Persons who have high superannuation balances (currently defined as balances over $1.6m) are not entitled to make non-concessional contributions. With indexation, the ‘total superannuation balance’ limit, which governs this, will increase on July 1 from $1.6m to $1.7m.

This increase will also impact the ‘bring-forward’ rule. Under the ‘bring-forward rule’, if you are under 65 years of age (legislation has been introduced but not passed to increase this to 67 years) and your total superannuation balance is less than $1.7m, you can potentially make 3 years’ worth of non-concessional contributions in one year. With the non-concessional gap increasing to $110,000 from July 1, this means that you could contribute up to $330,000 into super in one hit.
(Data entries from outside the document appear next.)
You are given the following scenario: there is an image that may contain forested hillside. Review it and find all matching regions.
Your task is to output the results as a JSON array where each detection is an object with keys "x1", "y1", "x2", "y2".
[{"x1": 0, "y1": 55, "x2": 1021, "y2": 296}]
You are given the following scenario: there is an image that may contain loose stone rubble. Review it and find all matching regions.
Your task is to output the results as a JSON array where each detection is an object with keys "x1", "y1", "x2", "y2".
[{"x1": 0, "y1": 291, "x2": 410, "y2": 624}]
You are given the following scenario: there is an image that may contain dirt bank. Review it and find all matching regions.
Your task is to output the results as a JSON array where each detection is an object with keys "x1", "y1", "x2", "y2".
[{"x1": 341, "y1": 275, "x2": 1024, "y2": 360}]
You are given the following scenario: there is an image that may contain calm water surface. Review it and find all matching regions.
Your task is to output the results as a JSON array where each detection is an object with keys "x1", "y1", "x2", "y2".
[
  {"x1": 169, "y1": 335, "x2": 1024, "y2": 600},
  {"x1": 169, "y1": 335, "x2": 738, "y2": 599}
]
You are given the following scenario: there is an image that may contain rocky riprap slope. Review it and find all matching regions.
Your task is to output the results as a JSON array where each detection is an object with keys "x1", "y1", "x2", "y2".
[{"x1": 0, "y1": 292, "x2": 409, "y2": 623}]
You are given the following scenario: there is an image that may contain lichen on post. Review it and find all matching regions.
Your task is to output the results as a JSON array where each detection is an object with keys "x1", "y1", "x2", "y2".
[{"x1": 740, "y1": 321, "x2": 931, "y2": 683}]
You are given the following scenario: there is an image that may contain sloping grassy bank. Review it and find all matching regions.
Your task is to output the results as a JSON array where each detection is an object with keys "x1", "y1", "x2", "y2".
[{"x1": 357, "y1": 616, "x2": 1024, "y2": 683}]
A couple could get $660,000 into super.

The increase in the ‘total superannuation balance’ limit from $1.6m to $1.7m will also increase eligibility for the government co-contribution and spouse tax offset.

On the pension side, the limit that controls how much of your super monies can be transferred to the “tax free” pension phase of super, the transfer balance cap, will be increased by $100,000 to $1.7m from 1 July. Persons who have already accessed their full cap of $1.6m won’t be eligible to contribute any more monies into the pension phase. Those who haven’t accessed any part of their cap (in other words, have never commenced a pension) will automatically get access to the higher limit of $1.7m. If you have started a pension but haven’t accessed the full amount of the cap, you will get a proportional increase. For example, if you started a pension of $800,000 under the old cap of $1.6m and had cap space of $800,000, post indexation, your cap space will increase proportionally to $850,000 (meaning that your transfer balance cap will now be $1,650,000).

For defined benefit pensioners, the income cap of $100,000 will increase to $106,250. As a result, some pensioners may see a small increase in their pension as the amount of tax being withheld by their super fund is reduced.

Unrelated to the indexation of monetary caps and limits is the end of a special Covid-19 relief measure. This saw the halving of the minimum annual pension payment that account based pension holders were required to take. From July 1, these will revert back to the pre-Covid levels: a minimum of 4% of your account balance if under 65 (for example, if the account based pension has a balance of $1,000,000, the minimum annual pension payment is $40,000); 5% of the balance if aged from 65 to 74; 6% if aged from 75 to 79; 7% if aged from 80 to 84; 9% if aged from 85 to 89; 11% if aged from 90 to 94; and 14% if 95 years or older.